Fermo restando i marchi di abbigliamento tecnico che negli anni hanno sempre seguito piloti e team, moda e F1 è un connubio che è sempre andato a braccetto. Il precedente più famoso di tutti, ancora una volta nato in terra italica, è quello della Benetton. L’azienda tessile italiana, prima entra nel grande Circus come sponsor della Tyrrell nel 1983, poi passa alla scuderia Euroracing Alfa nel 1984, e, nel 1985, si lega alla Toleman. Il team inglese verrà poi assorbito dal marchio italiano e dal 1986 nascerà il team Benetton F1 che, dal 1986 al 1995, avrà licenza inglese. Mentre dal 1996 al 2001, anno in cui la famiglia trevigiana venderà tutto a Renault, correrà con licenza italiana. Il team Benetton è un successo. Sia per il marchio, che si farà conoscere in tutto il mondo proprio grazie alla F1, sia sportivamente perché arriveranno due titoli piloti e uno costruttori. Benetton era anch’essa in quei tempi all’avanguardia con le sponsorizzazioni. Arrivò ad esempio a colorare in modo sgarciante le quattro gomme Pirelli in gara.
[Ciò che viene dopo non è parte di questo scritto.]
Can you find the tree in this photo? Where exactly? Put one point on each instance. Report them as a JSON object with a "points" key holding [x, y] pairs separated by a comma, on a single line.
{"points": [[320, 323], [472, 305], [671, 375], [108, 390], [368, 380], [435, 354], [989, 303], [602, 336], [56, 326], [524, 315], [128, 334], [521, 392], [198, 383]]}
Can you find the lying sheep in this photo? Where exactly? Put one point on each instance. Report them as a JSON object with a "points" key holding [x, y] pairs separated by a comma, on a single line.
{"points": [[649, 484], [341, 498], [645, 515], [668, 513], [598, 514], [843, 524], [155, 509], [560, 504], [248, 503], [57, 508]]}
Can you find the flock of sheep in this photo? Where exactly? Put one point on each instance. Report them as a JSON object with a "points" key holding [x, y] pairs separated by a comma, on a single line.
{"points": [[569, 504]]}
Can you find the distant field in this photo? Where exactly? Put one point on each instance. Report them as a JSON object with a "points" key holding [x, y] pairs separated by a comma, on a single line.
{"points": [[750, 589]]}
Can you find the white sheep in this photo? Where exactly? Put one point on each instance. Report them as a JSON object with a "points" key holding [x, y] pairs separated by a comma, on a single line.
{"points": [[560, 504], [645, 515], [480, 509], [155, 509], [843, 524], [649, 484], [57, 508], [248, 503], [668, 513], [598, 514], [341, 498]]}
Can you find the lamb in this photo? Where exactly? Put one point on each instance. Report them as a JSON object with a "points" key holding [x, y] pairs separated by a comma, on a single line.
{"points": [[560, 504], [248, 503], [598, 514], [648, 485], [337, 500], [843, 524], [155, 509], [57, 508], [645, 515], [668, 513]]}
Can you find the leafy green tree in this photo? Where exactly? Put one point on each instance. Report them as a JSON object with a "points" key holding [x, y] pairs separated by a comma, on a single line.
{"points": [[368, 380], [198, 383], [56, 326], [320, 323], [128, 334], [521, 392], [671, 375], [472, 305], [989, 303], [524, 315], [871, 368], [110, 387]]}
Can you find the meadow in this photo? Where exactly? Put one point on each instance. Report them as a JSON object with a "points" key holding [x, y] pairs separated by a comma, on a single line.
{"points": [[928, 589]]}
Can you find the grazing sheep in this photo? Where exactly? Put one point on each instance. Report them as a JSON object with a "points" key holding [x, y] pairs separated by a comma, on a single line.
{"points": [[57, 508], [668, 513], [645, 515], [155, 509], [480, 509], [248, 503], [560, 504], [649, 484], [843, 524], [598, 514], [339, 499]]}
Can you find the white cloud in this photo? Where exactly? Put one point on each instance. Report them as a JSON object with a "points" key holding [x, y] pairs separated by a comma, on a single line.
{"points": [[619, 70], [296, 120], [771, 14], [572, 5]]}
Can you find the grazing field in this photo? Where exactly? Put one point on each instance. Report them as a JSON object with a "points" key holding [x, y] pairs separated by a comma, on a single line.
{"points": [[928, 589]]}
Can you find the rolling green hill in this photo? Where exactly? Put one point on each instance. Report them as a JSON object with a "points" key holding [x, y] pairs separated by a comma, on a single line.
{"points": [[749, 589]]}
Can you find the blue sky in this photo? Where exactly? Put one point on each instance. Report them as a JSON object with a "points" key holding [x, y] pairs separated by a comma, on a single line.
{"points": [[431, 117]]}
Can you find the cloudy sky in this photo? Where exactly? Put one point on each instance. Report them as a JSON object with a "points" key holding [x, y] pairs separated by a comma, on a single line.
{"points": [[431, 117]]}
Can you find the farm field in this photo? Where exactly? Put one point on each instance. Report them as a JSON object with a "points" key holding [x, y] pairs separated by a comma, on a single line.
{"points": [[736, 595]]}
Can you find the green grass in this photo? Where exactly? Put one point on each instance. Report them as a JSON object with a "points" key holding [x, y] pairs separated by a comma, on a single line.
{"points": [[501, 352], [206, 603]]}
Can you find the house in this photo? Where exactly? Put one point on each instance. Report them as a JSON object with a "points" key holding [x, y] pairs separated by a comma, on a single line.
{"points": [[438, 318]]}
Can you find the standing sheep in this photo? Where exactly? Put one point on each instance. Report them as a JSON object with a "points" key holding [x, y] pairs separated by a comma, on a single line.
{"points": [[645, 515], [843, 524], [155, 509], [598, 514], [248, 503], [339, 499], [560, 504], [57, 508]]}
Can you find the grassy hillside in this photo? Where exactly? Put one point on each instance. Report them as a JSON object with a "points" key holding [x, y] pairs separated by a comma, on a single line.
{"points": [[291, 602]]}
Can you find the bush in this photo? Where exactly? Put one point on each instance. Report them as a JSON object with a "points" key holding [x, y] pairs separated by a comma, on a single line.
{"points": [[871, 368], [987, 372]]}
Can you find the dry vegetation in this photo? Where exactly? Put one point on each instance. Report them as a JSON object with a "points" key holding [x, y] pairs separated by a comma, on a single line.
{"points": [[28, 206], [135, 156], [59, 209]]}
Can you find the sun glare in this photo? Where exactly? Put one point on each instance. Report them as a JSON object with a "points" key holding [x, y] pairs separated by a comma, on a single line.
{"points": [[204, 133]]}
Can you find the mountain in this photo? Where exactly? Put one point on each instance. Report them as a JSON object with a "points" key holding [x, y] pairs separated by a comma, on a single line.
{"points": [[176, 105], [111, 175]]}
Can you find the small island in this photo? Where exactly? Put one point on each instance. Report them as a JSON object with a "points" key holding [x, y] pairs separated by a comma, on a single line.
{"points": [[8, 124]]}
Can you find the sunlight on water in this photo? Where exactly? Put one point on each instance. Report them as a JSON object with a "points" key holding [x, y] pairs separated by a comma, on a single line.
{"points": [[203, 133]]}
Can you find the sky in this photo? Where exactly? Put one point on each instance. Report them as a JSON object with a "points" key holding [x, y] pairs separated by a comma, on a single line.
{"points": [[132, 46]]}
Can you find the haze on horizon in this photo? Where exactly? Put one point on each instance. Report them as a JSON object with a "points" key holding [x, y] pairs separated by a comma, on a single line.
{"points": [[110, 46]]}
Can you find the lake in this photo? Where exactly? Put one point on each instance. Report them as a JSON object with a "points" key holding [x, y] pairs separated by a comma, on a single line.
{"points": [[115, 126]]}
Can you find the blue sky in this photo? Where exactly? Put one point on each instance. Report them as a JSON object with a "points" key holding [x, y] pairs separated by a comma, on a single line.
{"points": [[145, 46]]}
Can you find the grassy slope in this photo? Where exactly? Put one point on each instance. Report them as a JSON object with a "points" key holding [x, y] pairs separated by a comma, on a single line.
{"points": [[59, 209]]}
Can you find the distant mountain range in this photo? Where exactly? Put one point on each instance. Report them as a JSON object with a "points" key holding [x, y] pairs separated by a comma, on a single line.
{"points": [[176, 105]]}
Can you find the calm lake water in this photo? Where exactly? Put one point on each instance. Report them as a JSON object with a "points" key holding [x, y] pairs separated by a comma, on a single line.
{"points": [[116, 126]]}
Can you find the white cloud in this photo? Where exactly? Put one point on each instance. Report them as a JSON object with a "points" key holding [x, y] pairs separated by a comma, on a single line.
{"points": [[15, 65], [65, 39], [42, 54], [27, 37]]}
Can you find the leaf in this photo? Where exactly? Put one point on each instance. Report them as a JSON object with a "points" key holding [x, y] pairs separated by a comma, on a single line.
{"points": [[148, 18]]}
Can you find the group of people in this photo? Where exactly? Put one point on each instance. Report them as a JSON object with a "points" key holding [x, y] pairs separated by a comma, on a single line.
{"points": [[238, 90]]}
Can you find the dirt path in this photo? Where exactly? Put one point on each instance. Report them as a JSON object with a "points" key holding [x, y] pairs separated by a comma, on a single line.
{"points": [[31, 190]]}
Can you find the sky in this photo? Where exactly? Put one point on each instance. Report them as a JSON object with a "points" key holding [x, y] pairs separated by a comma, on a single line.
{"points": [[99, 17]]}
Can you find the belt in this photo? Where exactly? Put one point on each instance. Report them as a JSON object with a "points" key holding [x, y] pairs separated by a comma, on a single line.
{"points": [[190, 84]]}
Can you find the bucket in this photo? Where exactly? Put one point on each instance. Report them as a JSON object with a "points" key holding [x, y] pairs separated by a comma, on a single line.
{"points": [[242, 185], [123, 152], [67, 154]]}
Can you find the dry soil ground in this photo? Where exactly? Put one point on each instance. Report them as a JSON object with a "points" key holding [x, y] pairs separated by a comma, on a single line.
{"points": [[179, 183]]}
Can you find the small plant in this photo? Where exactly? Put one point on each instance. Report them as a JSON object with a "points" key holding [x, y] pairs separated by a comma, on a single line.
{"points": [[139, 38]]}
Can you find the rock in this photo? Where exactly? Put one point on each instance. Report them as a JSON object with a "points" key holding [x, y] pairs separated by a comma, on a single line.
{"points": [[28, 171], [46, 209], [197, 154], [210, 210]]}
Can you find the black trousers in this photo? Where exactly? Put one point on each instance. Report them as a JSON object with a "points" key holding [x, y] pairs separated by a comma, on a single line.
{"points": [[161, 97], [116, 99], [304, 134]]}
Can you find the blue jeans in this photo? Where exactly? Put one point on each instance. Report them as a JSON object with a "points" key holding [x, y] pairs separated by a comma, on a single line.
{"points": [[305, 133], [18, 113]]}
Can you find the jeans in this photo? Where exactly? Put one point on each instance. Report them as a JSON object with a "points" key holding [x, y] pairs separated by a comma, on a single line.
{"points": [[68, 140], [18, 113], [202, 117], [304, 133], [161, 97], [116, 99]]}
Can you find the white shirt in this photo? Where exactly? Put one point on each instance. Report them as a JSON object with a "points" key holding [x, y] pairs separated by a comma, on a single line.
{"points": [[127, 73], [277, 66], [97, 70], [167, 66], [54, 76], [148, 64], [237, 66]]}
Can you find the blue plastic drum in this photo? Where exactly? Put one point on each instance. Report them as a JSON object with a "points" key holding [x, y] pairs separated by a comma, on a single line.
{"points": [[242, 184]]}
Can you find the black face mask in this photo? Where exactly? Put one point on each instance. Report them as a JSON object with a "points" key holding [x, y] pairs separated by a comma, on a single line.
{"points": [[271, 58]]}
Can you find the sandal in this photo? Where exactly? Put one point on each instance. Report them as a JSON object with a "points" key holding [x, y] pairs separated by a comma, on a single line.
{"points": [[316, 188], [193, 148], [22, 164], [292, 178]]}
Nel 1987 anche la casa di moda Trussardi cerca di entrare in F1. Appoggiandosi al team di F3000 Middlebridge, prendono una Benetton B186, con motore BMW Megatron e, montate le gomme Goodyear, cercano di iscriversi agli ultimi sei gran premi del 1987. Il pilota doveva essere Emanuele Pirro, mentre Aguri Suzuki doveva correre in Giappone e Australia. Al team non viene mai concessa la possibilità di correre in quanto dal 1987 l’embrionale Patto della Concordia richiedeva che i team schierassero due vetture.
Il legame tra moda e F1 è sempre stato forte. Hugo Boss ne è un esempio, legato alla McLaren prima e alla Mercedes poi. Ma è specialmente l’Italia che la fa da padrone. Resterà nella storia la partecipazione nel campionato del mondo del 1992 della Andrea Moda, dell’imprenditore calzaturiero Andrea Sassetti e di cui abbiamo ampiamente parlato in questo pezzo in precedenza.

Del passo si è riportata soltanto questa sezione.